Gebürtige Windischgarstnerin setzt sich für Straßenkinder in Bolivien ein: Jedes Kind hat ein Recht auf Identität
WINDISCHGARSTEN. Nach einem gemeinnützigen sozialen Jahr wurde Bolivien für die gebürtige Windischgarstnerin Anna Antensteiner zur zweiten Heimat. Seit 2008 ist sie jedes Jahr dort – derzeit seit September – und engagiert sich für das Straßenkinderprojekt „Alalay“.

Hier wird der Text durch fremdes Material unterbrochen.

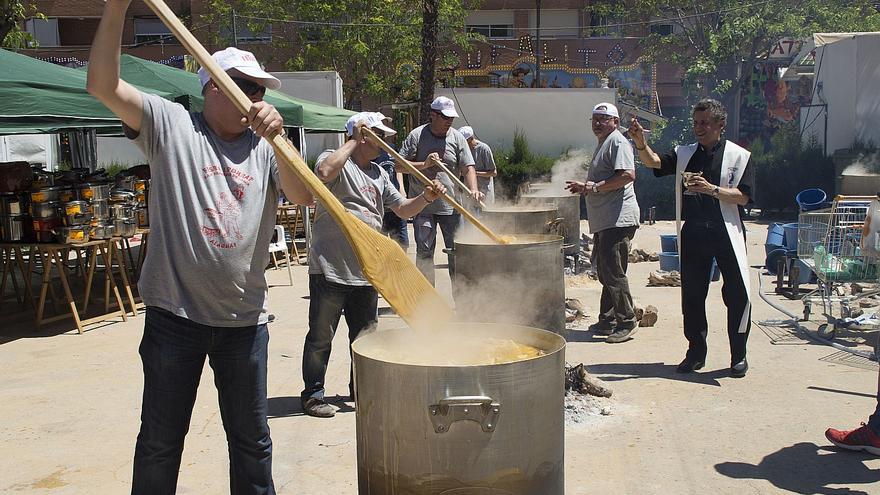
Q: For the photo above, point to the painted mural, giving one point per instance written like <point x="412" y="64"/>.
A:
<point x="578" y="63"/>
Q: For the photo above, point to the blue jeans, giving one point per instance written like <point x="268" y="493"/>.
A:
<point x="874" y="420"/>
<point x="425" y="229"/>
<point x="327" y="300"/>
<point x="173" y="352"/>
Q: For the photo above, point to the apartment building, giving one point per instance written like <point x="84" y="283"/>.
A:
<point x="577" y="50"/>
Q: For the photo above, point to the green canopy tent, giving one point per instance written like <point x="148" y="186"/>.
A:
<point x="185" y="88"/>
<point x="41" y="97"/>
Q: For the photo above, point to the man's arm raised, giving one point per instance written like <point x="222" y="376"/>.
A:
<point x="104" y="83"/>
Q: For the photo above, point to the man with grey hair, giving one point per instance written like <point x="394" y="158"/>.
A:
<point x="719" y="180"/>
<point x="614" y="218"/>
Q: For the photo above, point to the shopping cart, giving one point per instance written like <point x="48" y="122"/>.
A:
<point x="829" y="244"/>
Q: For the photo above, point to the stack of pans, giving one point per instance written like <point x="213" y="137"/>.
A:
<point x="15" y="223"/>
<point x="123" y="206"/>
<point x="46" y="211"/>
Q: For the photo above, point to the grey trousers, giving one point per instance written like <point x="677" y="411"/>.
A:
<point x="611" y="257"/>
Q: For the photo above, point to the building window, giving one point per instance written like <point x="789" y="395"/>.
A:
<point x="150" y="30"/>
<point x="244" y="34"/>
<point x="493" y="31"/>
<point x="662" y="29"/>
<point x="44" y="32"/>
<point x="556" y="23"/>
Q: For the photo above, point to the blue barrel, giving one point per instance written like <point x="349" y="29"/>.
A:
<point x="669" y="243"/>
<point x="811" y="199"/>
<point x="668" y="262"/>
<point x="790" y="236"/>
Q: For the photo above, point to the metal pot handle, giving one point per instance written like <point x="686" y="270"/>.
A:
<point x="478" y="408"/>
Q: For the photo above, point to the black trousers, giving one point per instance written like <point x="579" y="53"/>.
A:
<point x="611" y="255"/>
<point x="700" y="243"/>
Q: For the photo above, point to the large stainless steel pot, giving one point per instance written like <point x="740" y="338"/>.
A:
<point x="521" y="283"/>
<point x="542" y="219"/>
<point x="437" y="429"/>
<point x="569" y="207"/>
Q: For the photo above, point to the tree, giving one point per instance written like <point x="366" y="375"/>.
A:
<point x="711" y="35"/>
<point x="374" y="45"/>
<point x="12" y="14"/>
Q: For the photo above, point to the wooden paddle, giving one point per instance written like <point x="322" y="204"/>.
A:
<point x="425" y="180"/>
<point x="384" y="263"/>
<point x="458" y="182"/>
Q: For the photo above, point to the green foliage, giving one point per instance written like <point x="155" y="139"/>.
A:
<point x="711" y="35"/>
<point x="518" y="165"/>
<point x="13" y="13"/>
<point x="785" y="167"/>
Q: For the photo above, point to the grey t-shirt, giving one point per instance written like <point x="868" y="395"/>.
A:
<point x="453" y="150"/>
<point x="212" y="215"/>
<point x="617" y="208"/>
<point x="485" y="162"/>
<point x="366" y="194"/>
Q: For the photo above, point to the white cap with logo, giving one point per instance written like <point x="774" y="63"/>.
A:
<point x="244" y="62"/>
<point x="606" y="109"/>
<point x="373" y="121"/>
<point x="445" y="106"/>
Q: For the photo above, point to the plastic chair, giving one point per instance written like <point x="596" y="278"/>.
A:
<point x="280" y="245"/>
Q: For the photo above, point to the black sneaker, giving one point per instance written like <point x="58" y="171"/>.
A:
<point x="621" y="334"/>
<point x="602" y="327"/>
<point x="317" y="407"/>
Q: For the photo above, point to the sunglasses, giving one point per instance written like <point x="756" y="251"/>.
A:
<point x="441" y="115"/>
<point x="249" y="87"/>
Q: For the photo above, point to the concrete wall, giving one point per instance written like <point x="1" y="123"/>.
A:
<point x="33" y="148"/>
<point x="551" y="119"/>
<point x="320" y="87"/>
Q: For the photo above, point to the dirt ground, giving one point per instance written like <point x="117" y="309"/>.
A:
<point x="69" y="404"/>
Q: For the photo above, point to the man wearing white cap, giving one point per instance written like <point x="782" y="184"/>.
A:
<point x="439" y="140"/>
<point x="215" y="188"/>
<point x="614" y="217"/>
<point x="336" y="282"/>
<point x="484" y="163"/>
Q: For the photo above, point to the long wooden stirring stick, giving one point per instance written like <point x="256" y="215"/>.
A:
<point x="425" y="180"/>
<point x="439" y="163"/>
<point x="384" y="263"/>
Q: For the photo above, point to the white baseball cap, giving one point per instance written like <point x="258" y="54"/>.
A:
<point x="373" y="121"/>
<point x="244" y="62"/>
<point x="445" y="106"/>
<point x="606" y="109"/>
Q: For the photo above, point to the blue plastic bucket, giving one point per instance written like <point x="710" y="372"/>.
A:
<point x="669" y="243"/>
<point x="668" y="262"/>
<point x="811" y="199"/>
<point x="775" y="235"/>
<point x="790" y="236"/>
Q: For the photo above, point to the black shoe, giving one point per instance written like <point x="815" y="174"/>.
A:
<point x="739" y="369"/>
<point x="690" y="365"/>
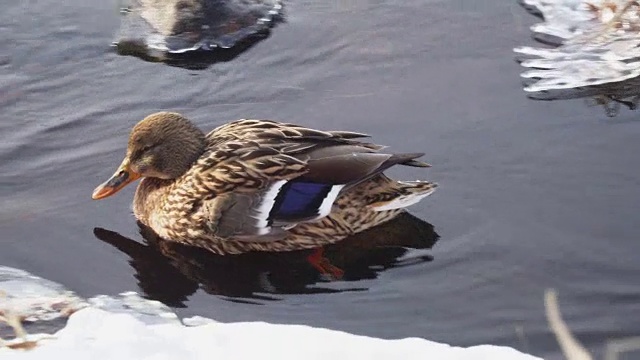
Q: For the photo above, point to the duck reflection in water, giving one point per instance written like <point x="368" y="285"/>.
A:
<point x="194" y="33"/>
<point x="170" y="272"/>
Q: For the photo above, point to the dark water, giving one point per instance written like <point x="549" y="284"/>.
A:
<point x="533" y="194"/>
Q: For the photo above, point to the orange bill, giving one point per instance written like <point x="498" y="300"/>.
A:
<point x="123" y="176"/>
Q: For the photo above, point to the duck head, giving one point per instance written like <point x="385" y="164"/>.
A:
<point x="163" y="145"/>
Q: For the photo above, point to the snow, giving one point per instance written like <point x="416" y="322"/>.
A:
<point x="130" y="327"/>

Die Non-Profit-Organisation Alalay wurde 1990 in Bolivien gegründet und setzt sich für die Rechte der Kinder ein. Mit Hilfe des gleichnamigen österreichischen Vereins, welcher vom ehemaligen ORF-Moderator Walter Witzany und seiner Ehefrau und bolivianischen Konsulin Cecilia gegründet wurde, konnten zwei Kinderdörfer und mehrere weitere Häuser erbaut werden.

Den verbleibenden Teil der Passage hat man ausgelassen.